Update: Based on answers I tried two new implementations:

void copy_if_vectorized(const uint8_t* src, uint8_t* dest, size_t size, char ignore)
{
    for (size_t i = 0; i < size; ++i)
    {
        char temps = src[i];
        char tempd = dest[i];
        dest[i] = temps == ignore ? tempd : temps;
    }
}

void copy_if_SSE(const uint8_t* src, uint8_t* dest, size_t size, uint8_t ignore)
{
    const __m128i vignore = _mm_set1_epi8(ignore);

    size_t i;

    for (i = 0; i + 16 <= size; i += 16)
    {
        __m128i v = _mm_loadu_si128((__m128i *)&src[i]);
        __m128i vmask = _mm_cmpeq_epi8(v, vignore);
        vmask = _mm_xor_si128(vmask, _mm_set1_epi8(-1));
        _mm_maskmoveu_si128(v, vmask, (char *)&dest[i]);
    }
    for (; i < size; ++i)
    {
        if (src[i] != ignore)
            dest[i] = src[i];
    }

}

And I got the following results:

Naive: 
Duration: 2.04844s
Vectorized: 
Pass: PASS
Duration: 3.18553s
SIMD: 
Pass: PASS
Duration: 0.481888s

I guess my compiler failed to vectorized (last MSVC), but the SIMD solution is good enough, thanks!

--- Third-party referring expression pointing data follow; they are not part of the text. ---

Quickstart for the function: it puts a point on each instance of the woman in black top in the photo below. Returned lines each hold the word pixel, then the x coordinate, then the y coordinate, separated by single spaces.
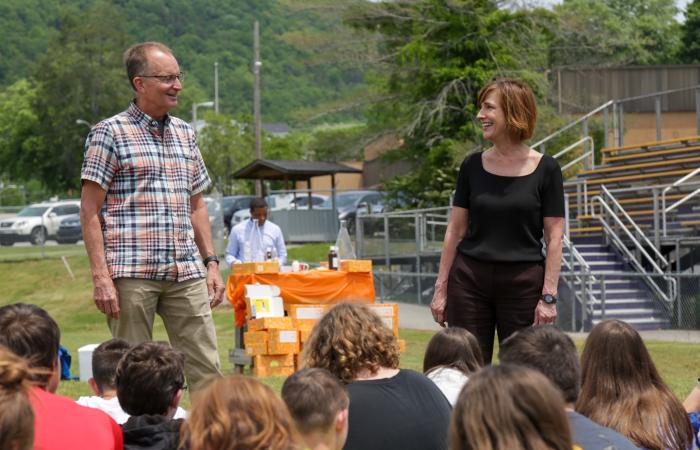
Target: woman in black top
pixel 492 273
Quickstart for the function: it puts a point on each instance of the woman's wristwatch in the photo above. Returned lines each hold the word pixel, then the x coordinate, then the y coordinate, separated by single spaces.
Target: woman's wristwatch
pixel 548 299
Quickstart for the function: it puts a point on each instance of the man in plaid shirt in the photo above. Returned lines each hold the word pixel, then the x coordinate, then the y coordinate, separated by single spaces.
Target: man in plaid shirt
pixel 144 220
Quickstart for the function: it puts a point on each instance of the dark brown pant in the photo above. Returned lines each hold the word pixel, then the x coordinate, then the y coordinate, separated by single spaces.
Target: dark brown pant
pixel 484 296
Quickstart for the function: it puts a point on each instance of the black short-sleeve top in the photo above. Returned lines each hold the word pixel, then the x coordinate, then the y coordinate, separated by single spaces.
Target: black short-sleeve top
pixel 506 214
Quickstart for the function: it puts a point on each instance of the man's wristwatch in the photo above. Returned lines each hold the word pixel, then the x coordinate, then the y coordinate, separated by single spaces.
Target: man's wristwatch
pixel 209 259
pixel 548 299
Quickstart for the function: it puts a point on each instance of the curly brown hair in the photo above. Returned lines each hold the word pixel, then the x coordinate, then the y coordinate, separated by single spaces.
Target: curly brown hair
pixel 239 413
pixel 348 339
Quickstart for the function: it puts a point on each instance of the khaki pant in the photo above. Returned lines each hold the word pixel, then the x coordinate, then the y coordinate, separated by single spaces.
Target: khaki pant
pixel 184 308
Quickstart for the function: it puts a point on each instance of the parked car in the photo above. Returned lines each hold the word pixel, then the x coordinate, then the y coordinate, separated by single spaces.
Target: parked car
pixel 69 230
pixel 233 204
pixel 38 222
pixel 351 203
pixel 276 202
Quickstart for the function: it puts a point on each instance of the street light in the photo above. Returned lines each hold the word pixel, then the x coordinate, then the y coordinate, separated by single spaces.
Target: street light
pixel 194 111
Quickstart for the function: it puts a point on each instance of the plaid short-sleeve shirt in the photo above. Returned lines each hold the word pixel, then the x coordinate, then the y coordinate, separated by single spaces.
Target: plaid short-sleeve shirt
pixel 149 180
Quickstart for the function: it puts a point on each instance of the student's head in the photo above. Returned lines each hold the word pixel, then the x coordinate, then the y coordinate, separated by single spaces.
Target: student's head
pixel 515 105
pixel 258 210
pixel 150 379
pixel 239 413
pixel 453 347
pixel 350 339
pixel 105 359
pixel 16 413
pixel 621 389
pixel 318 403
pixel 29 332
pixel 549 350
pixel 509 407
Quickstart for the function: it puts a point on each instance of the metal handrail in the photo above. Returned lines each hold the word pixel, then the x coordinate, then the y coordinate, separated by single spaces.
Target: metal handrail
pixel 574 123
pixel 681 181
pixel 590 153
pixel 632 259
pixel 656 94
pixel 634 225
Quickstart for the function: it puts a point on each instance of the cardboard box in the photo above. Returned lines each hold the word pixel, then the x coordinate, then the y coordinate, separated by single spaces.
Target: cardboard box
pixel 402 345
pixel 385 309
pixel 304 335
pixel 255 342
pixel 273 365
pixel 392 324
pixel 356 265
pixel 267 323
pixel 281 341
pixel 256 267
pixel 307 311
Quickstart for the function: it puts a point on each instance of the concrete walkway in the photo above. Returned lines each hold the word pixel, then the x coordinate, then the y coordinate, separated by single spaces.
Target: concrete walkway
pixel 418 317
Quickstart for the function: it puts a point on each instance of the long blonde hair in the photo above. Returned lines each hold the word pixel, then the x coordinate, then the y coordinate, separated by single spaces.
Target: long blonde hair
pixel 16 412
pixel 621 389
pixel 239 413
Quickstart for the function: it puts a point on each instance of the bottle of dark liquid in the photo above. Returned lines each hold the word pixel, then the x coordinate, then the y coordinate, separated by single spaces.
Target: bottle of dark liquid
pixel 333 258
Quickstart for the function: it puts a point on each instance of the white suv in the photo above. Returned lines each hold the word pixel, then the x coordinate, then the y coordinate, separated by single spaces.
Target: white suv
pixel 37 222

Update (bis) I managed to vectorized it using some pragma instructions for my compile (MSVC) and indeed it is actually faster that SIMD, here is the final code:

void copy_if_vectorized(const uint8_t* src, uint8_t* dest, size_t size, char ignore)
{

#pragma loop(hint_parallel(0))
#pragma loop(ivdep)

for (int i = 0; i < size; ++i) // Sadly no parallelization if i is unsigned, but more than 2Go of data is very unlikely
{
    char temps = src[i];
    char tempd = dest[i];
    dest[i] = temps == ignore ? tempd : temps;
}
}

Paralelization? A couple of threads each handling a part of the copying? — Some programmer dude, Feb 23 '16 at 13:15
If you are tied to a specific architecture, e.g. x86, then this would be a good fit for a SIMD implementation (e.g. SSE - see [`maskmovdqu`/`_mm_maskmoveu_si128`](https://software.intel.com/sites/landingpage/IntrinsicsGuide/#expand=3268,3266,3266,3266&text=maskmovdqu)). — Paul R, Feb 23 '16 at 13:16
Paralelization can be an option but I'm already inside a system with a lot of threads, I would like to avoid making more. I'm actually tied to a x64 architeture. — J. Edmond, Feb 23 '16 at 13:21
Are you concerned at all that `dest[i]` remains unmodified if `src[i] == ignore`? — David Hoelzer, Feb 23 '16 at 13:26
@DavidHoelzer No, dest is already set to some value before this copy is done. — J. Edmond, Feb 23 '16 at 13:27
@PaulR Do you have some good examples/tutorial about SIMD and maskmov? — J. Edmond, Feb 23 '16 at 13:49
Please, use the restrict keyword. There's nothing compiler vectorize if you don't assure that pointers doesn't alias. — user3528438, Feb 23 '16 at 13:49
What does "too slow" mean? And how big arrays are you moving around? If they are big enough you'll be limited by memory bandwidth and no optimizations will help. — Art, Feb 23 '16 at 13:52
@J.Edmond: You can see SIMD-ified compiler output generated from C in my answer. — EOF, Feb 23 '16 at 13:57
Well, since both gcc and clang vectorize my code, and the gcc code beats the hand-unrolled intrinsics-code by more than a factor of two, I'd say get a real compiler. — EOF, Feb 23 '16 at 15:04
@EOF Haha I guess, but that's my devenv right now. And my target machine is a Windows, but do you think gcc portage on windows are good enough (cygwin and mingw)? — J. Edmond, Feb 23 '16 at 15:13
@J.Edmond: Sorry, I don't have any experience with windows development. But wasn't there something about clang integration into visual studio? Not sure, but maybe something to look into. — EOF, Feb 23 '16 at 15:15
@EOF Apparently you can use it in visual studio, I'm gonna try that. Meanwhile I managed to vectorize your code and it actually offers better perf. Thanks ;) — J. Edmond, Feb 23 '16 at 15:46

EOF · Accepted Answer · 2021-05-22T08:22:05.843

gcc vectorizes the following code:

#include <stddef.h>
void copy_if(char* src, char* dest, size_t size, char ignore)
{
  for (size_t i = 0; i < size; ++i)
  {
    char temps = src[i];
    char tempd = dest[i];
    dest[i] = temps == ignore ? tempd : temps;
  }
}

Note that both the load from- and the assignment to dest[i] are unconditional, so the compiler is not restricted by the prohibition against inventing stores in a multi-threaded program.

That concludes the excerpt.